I don't know - the level of seriousness they discuss w.r.t. alignment issues just seem so out of touch with the realities of large language models and the notion of a super intelligence being "closer than ever" gives way too much credit to the capabilities (or lack there of) of LLM's.
A lot of it seems rooted in Asimov-inspired, stimulant-fueled philosophizing than any kind of empirical or grounded observations.
The ability of humans to get used to progress is amazing to me. We have a computer system that you can describe, in conversational English, the requirements for a program, including style, conventions and programming language, and this system will then synthesize this program from thin air, even if it's a novel idea with novel requirements, it will autonomously test it, make improvements and take your feedback into account. It will do this using a vast (if imperfect) knowledge of programming frameworks, far outstripping in breadth any individual human programmer.
And knowing this, you think that the only reason we could have to expect to create intelligence in a machine, even surpassing a human... is "Asimov-inspired, stimulant-fueled philosophizing"? That seems deeply unserious to me.
I find LLM's just as awe inspiring as you.
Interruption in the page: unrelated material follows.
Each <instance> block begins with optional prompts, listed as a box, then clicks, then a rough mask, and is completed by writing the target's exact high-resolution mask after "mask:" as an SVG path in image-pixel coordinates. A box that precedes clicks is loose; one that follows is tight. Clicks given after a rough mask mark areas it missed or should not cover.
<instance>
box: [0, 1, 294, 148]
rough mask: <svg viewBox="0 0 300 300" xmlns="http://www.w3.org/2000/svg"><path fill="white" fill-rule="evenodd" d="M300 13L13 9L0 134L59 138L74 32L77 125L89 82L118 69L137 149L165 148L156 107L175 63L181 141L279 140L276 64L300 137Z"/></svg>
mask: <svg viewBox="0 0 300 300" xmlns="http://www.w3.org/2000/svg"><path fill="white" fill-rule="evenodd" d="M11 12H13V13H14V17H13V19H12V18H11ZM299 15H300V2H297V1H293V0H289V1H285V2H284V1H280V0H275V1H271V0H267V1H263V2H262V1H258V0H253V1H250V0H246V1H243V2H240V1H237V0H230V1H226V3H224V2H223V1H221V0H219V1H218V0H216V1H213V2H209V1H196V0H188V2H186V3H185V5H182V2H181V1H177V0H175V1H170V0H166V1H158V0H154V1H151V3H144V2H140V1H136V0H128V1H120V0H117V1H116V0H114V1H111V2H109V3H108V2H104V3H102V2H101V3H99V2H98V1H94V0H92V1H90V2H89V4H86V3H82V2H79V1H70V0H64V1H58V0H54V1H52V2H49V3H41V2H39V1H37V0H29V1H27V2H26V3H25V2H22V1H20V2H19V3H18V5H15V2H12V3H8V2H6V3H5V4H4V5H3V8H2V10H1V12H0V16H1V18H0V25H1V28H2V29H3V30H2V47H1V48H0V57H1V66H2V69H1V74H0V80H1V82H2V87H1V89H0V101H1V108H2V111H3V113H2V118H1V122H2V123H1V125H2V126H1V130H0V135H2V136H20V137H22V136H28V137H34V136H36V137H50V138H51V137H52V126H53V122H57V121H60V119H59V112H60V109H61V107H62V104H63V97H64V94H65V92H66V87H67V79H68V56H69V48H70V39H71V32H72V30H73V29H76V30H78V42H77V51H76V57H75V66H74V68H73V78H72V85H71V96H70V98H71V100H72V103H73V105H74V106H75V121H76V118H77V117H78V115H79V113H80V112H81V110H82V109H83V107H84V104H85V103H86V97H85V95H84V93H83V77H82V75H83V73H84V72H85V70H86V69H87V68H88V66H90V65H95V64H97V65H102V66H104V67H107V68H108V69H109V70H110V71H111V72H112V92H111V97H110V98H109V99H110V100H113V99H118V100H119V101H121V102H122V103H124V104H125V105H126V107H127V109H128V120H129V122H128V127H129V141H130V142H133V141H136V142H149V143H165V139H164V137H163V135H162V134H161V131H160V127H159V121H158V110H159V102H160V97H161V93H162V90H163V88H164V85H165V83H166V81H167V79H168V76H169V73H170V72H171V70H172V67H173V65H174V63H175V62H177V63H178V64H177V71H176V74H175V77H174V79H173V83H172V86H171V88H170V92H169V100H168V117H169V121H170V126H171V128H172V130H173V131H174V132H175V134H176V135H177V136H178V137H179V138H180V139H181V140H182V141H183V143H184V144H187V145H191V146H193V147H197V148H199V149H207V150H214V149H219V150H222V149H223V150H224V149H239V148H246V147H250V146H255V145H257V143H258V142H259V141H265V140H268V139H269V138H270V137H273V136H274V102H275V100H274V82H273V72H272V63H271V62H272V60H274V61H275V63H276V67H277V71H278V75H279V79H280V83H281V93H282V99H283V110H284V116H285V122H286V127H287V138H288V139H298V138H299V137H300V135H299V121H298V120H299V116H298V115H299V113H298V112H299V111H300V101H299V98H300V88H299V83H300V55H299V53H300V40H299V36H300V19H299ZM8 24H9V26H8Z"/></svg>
But you and I both will find them underwhelming eventually. This is the history of the field going all the way back to Turing.
At any rate, my point remains. The flaws inherent to the current deep learning regime _absolutely_ disqualify them as being capable of any sort of rapid takeoff/escalation (a la paperclip optimization) that the rationalist community is likely referring to when they say super intelligence or ASI.
Sorry about the "asimovian" comment - you'd be correct to call it an exaggeration and somewhat toxic.
I mean, I find them underwhelming today. I just also haven't been given any convincing evidence that the technology is anywhere close to tapped out yet, and lots of evidence that it isn't.
A lot of it seems rooted in Asimov-inspired, stimulant-fueled philosophizing than any kind of empirical or grounded observations.